Fifth, MDADI evaluation is reported up to 3·5 years after treatment, which might be a little short to fully establish the late toxicity of radiotherapy. Swallowing impairment after radiotherapy is typically observed in the first two years after treatment, but in about 10–20% of patients, dysphagia continues to worsen, leading to a progressive decline in quality of life.[9, 10]

Sixth, because the ORATOR study was of modest sample size, confirmatory trials would be welcome. The ORATOR-2 trial (NCT03210103) has been launched in patients with HPV-driven early tumours to compare deintensified post-operative radiotherapy to deintensified IMRT. The European Organisation for Research and Treatment of Cancer started a trial in early-stage pharyngeal squamous cell carcinoma to compare TORS to IMRT. In these two studies, the endpoint is the patient-reported swallowing function over the first year using the MDADI score.

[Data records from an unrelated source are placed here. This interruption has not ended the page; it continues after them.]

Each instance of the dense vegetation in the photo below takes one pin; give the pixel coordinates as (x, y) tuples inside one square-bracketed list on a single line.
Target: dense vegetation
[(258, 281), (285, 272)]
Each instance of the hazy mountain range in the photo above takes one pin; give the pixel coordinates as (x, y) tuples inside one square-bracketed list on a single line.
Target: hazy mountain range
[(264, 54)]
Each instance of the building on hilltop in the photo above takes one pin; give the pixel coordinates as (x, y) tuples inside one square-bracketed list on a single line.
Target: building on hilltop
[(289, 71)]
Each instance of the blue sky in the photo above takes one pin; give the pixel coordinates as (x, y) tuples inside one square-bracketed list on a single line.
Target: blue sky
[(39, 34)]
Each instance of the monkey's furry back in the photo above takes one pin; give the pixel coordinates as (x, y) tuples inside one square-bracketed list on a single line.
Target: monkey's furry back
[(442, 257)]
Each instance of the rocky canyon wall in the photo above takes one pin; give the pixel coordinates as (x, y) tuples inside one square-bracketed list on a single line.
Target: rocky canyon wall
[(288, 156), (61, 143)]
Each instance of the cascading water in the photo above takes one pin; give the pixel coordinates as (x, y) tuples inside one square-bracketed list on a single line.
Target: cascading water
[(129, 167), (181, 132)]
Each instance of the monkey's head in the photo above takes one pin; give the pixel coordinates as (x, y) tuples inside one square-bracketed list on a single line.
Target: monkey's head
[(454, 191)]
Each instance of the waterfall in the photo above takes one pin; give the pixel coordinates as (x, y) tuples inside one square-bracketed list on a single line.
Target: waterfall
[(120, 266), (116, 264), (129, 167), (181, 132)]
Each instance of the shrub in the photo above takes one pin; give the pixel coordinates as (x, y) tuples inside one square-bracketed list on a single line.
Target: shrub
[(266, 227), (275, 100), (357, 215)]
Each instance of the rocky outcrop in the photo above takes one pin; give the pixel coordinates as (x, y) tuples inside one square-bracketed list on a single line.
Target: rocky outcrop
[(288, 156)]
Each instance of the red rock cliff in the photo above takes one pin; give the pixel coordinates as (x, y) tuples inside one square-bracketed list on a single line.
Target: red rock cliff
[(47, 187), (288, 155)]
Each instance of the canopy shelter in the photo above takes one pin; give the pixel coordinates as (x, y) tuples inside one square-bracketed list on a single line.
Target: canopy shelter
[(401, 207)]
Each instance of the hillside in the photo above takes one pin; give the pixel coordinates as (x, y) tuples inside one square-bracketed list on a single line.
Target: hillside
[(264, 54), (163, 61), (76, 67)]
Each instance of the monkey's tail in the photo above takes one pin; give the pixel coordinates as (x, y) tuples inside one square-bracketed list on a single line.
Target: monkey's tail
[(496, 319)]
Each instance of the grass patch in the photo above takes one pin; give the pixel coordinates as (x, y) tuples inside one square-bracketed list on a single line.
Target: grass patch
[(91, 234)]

In conclusion, the trial of Nichols and colleagues showed that radiotherapy (with or without concomitant chemotherapy) is functionally better than TORS (with or without adjuvant concomitant chemoradiotherapy) for the treatment of OPSCC. This finding suggests the utmost importance of appropriate patient selection for minimally invasive surgery to avoid the use of adjuvant treatment modality.

References 

1. Monnier Y, Simon C. Surgery versus radiotherapy for early oropharyngeal tumors: a never-ending debate. Curr Treat Options Oncol 2015; 16: 42. 

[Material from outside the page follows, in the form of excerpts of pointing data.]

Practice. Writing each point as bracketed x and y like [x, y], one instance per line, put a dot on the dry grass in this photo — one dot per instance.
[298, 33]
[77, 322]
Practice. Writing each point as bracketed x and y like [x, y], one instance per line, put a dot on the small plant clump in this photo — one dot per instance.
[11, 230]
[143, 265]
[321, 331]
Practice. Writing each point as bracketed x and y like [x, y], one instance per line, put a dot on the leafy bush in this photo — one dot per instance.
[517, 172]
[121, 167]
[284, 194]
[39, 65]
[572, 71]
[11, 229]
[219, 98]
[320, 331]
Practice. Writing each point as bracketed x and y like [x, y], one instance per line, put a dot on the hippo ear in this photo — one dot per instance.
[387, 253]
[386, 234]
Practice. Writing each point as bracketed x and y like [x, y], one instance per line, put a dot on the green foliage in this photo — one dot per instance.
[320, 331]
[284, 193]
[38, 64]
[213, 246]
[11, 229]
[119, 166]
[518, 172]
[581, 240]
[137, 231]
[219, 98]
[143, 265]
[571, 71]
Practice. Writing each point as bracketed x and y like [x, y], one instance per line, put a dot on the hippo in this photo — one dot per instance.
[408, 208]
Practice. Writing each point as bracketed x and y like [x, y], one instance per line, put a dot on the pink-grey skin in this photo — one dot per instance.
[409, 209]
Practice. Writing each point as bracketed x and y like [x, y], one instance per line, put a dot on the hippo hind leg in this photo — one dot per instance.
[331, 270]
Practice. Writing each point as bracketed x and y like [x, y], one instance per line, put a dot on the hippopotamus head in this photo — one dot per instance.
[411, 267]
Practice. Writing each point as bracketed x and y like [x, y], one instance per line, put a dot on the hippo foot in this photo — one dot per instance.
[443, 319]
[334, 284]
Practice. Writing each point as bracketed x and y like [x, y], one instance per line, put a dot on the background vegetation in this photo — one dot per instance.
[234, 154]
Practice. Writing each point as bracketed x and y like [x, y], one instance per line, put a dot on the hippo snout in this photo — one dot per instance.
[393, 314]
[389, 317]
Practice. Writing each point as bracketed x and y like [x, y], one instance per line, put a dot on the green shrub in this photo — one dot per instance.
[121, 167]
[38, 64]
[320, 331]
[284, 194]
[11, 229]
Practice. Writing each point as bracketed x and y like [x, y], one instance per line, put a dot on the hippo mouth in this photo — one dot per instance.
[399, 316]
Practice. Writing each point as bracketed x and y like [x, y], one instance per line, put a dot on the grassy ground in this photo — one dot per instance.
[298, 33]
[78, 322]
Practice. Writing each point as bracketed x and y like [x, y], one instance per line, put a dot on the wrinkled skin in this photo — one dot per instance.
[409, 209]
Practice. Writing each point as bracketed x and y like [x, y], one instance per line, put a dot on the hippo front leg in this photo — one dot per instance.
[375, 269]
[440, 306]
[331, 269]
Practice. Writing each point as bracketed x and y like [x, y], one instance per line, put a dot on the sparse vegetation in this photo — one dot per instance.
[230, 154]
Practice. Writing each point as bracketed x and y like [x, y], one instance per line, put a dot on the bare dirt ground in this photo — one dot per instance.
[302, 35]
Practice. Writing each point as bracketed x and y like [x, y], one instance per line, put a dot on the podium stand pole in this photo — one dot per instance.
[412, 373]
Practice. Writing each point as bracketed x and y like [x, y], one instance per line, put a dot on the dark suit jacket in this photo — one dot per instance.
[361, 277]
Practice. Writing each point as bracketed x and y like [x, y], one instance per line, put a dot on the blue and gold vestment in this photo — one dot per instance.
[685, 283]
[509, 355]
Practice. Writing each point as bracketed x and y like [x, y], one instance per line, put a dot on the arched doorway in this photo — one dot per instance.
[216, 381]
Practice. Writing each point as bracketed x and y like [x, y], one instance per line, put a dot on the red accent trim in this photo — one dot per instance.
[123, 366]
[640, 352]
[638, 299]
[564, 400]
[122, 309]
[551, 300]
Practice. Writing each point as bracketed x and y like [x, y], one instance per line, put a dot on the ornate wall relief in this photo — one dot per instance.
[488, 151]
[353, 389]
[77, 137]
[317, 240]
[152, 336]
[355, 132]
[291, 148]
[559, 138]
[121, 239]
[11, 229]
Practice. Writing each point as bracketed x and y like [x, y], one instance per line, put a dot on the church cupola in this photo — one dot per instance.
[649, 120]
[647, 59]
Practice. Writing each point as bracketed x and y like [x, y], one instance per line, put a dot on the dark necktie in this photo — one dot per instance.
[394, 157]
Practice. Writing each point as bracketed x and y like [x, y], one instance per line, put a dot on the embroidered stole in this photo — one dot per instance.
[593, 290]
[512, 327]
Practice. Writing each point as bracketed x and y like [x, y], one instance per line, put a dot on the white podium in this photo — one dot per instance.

2. Wittekindt C, Klussmann JP. Tumor staging and HPV-related oropharyngeal cancer. Recent Results Cancer Res 2017; 206: 123–33.  

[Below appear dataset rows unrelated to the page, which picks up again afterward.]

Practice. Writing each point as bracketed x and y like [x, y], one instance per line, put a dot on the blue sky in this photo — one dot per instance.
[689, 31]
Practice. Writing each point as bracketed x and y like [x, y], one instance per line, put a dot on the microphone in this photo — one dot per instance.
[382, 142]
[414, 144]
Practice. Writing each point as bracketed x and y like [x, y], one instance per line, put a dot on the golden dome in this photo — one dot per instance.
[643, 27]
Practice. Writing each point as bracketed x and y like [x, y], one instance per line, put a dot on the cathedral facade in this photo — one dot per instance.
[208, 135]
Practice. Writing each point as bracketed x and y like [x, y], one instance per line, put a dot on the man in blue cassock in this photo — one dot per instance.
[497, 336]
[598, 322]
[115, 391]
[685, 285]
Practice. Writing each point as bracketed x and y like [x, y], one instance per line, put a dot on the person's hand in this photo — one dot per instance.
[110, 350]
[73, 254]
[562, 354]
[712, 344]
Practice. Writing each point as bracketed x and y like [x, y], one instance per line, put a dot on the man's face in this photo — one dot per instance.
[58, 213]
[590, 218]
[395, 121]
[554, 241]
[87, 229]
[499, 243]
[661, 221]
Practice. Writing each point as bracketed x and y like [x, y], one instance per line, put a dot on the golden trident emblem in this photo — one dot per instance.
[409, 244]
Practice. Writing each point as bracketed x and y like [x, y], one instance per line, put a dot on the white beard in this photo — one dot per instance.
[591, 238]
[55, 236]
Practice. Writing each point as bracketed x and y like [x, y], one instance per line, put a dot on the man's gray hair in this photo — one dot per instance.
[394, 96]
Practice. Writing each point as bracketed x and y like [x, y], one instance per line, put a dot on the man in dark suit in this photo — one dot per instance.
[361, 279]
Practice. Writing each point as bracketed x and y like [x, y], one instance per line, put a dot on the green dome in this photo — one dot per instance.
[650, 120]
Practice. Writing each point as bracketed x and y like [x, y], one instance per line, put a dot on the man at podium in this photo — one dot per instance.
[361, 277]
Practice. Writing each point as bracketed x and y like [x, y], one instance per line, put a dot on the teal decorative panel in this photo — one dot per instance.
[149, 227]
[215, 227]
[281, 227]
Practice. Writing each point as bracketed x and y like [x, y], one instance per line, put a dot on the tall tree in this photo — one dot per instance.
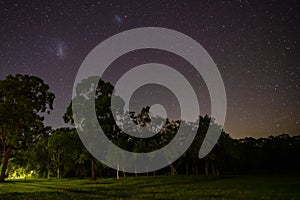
[23, 99]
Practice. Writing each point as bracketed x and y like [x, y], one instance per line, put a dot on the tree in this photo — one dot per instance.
[103, 90]
[23, 99]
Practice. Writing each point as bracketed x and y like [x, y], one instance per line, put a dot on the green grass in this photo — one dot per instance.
[156, 187]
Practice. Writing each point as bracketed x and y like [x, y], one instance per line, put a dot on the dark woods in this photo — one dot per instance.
[28, 145]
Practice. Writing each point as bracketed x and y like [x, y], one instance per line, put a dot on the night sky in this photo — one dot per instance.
[255, 45]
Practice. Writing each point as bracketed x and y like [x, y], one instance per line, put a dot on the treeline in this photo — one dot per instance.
[28, 146]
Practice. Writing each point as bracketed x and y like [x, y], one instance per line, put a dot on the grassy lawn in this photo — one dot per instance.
[156, 187]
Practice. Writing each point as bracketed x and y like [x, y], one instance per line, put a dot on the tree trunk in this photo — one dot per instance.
[4, 164]
[93, 169]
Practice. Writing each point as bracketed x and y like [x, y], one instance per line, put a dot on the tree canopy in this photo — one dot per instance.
[23, 99]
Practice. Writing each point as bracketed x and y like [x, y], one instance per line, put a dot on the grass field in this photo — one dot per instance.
[156, 187]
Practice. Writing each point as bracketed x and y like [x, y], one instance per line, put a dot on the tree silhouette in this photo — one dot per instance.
[22, 99]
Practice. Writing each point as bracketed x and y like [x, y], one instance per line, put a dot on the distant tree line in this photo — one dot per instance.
[26, 143]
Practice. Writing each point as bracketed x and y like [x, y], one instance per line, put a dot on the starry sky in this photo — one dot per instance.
[255, 45]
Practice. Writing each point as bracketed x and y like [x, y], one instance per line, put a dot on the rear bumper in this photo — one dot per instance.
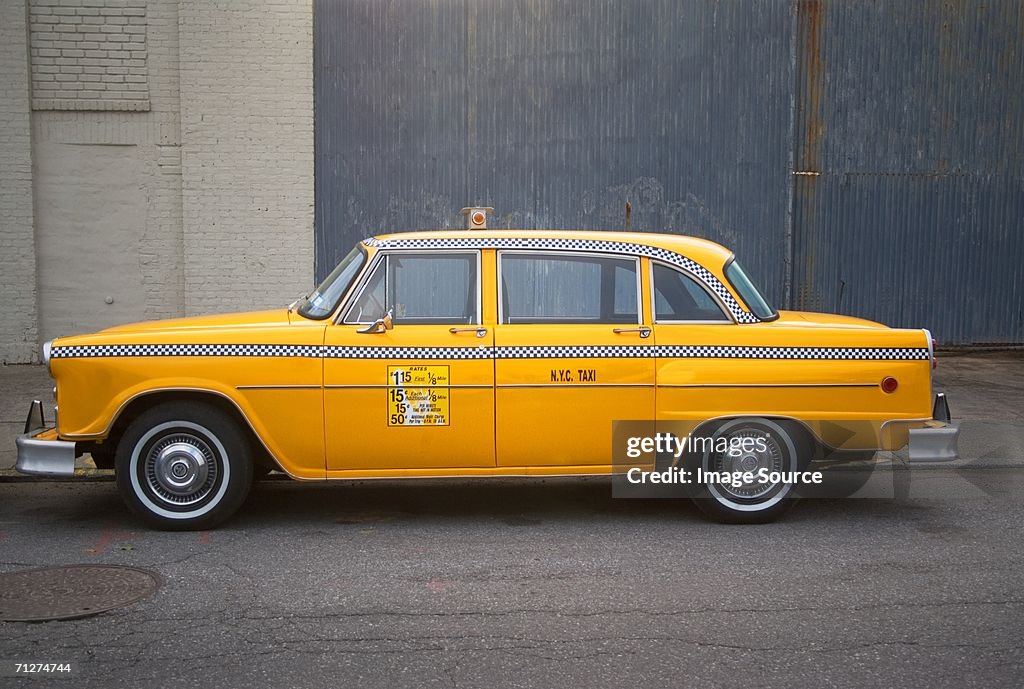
[937, 441]
[41, 454]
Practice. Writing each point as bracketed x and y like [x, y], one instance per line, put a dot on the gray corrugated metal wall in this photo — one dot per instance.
[904, 118]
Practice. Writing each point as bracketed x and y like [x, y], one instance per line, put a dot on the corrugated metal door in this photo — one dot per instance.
[556, 114]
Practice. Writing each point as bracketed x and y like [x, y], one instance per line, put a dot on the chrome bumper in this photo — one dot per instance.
[43, 457]
[937, 441]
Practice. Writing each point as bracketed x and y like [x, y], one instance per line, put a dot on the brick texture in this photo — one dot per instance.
[247, 157]
[89, 54]
[17, 254]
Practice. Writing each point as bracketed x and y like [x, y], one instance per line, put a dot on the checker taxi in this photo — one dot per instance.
[483, 353]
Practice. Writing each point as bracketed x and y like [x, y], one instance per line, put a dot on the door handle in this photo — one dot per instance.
[480, 332]
[643, 330]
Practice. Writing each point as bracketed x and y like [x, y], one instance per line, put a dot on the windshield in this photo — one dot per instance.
[749, 292]
[322, 302]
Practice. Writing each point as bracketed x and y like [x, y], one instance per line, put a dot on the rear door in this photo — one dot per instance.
[573, 353]
[419, 395]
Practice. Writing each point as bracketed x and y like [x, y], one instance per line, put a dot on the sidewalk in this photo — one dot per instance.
[984, 389]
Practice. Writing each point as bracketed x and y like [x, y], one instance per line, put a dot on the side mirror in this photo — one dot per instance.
[379, 326]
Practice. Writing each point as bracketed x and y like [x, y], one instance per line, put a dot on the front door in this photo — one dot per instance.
[573, 354]
[420, 394]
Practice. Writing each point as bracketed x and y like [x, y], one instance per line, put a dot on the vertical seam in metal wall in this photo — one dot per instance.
[790, 255]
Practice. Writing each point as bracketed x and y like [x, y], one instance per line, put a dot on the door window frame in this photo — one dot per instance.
[381, 256]
[560, 254]
[728, 320]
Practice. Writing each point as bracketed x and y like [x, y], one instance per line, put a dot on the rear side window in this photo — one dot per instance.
[568, 289]
[680, 297]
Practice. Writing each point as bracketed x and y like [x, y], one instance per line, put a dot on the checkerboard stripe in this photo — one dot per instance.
[576, 351]
[599, 246]
[91, 351]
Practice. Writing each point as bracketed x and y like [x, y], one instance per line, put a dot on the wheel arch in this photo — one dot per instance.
[813, 445]
[147, 399]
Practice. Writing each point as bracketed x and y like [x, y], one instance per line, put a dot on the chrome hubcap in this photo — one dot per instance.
[181, 469]
[760, 450]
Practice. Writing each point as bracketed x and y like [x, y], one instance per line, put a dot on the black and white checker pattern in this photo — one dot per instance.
[91, 351]
[334, 352]
[827, 353]
[573, 351]
[601, 246]
[588, 352]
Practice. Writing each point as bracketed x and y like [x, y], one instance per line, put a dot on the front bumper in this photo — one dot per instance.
[42, 454]
[40, 451]
[937, 441]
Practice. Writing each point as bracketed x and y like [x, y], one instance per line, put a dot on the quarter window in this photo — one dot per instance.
[679, 297]
[568, 289]
[420, 289]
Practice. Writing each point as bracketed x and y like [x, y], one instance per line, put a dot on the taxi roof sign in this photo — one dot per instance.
[476, 216]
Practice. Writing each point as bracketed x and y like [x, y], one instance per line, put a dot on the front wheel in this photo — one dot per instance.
[737, 461]
[183, 466]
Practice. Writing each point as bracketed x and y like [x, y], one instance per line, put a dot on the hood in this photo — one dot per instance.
[268, 318]
[812, 319]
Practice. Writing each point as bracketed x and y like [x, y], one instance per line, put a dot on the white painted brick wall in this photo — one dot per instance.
[247, 129]
[17, 252]
[89, 54]
[225, 147]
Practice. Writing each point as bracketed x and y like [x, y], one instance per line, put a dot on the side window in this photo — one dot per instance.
[567, 289]
[420, 289]
[679, 297]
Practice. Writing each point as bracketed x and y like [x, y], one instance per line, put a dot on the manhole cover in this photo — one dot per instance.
[72, 592]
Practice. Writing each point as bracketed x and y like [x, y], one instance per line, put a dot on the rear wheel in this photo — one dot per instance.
[183, 466]
[759, 448]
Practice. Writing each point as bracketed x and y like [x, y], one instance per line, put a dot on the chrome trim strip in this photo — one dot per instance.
[389, 387]
[767, 385]
[574, 385]
[382, 257]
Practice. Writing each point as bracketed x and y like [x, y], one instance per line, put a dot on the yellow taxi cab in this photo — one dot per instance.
[484, 353]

3. Nichols A, Theurer J, Prisman E, et al. Radiotherapy versus transoral robotic surgery and neck dissection for oropharyngeal squamous cell carcinoma (ORATOR): an open-label, phase 2, randomised trial. Lancet Oncol 2019; published online Aug 12. http://dx.doi.org/10.1016/S1470- 2045(19)30410-3. 

4. Hinni ML, Zarka MA, Hoxworth JM. Margin mapping in transoral surgery for head and neck cancer. Laryngoscope 2013; 123: 1190–98. 

5. Moore EJ, Van Abel KM, Price DL, et al. Transoral robotic surgery for oropharyngeal carcinoma: surgical margins and oncologic outcomes. Head Neck 2018; 40: 747–55. 

6. Gillison ML, Trotti AM, Harris J, et al. Radiotherapy plus cetuximab or cisplatin in human papillomavirus-positive oropharyngeal cancer (NRG Oncology RTOG 1016): a randomised, multicentre, non-inferiority trial. Lancet 2019; 393: 40–50.  

7. Mehanna H, Robinson M, Hartley A, et al. Radiotherapy plus cisplatin or cetuximab in low-risk human papillomavirus-positive oropharyngeal cancer (De-ESCALaTE HPV): an open-label randomised controlled phase 3 trial. Lancet 2019; 393: 51–60. 

8. Dawe N, Patterson J, O’Hara J. Functional swallowing outcomes following treatment for oropharyngeal carcinoma: a systematic review of the evidence comparing trans-oral surgery versus non-surgical management. Clin Otolaryngol 2016; 41: 371–85. 

9. Christianen ME, Verdonck-de Leeuw IM, Doornaert P, et al. Patterns of long-term swallowing dysfunction after definitive radiotherapy or chemoradiation. Radiother Oncol 2015; 117: 139–44. 

10. Martin A, Murray L, Sethugavalar B, et al. Changes in patient-reported swallow function in the long term after chemoradiotherapy for oropharyngeal carcinoma. Clin Oncol 2018; 30: 756–63.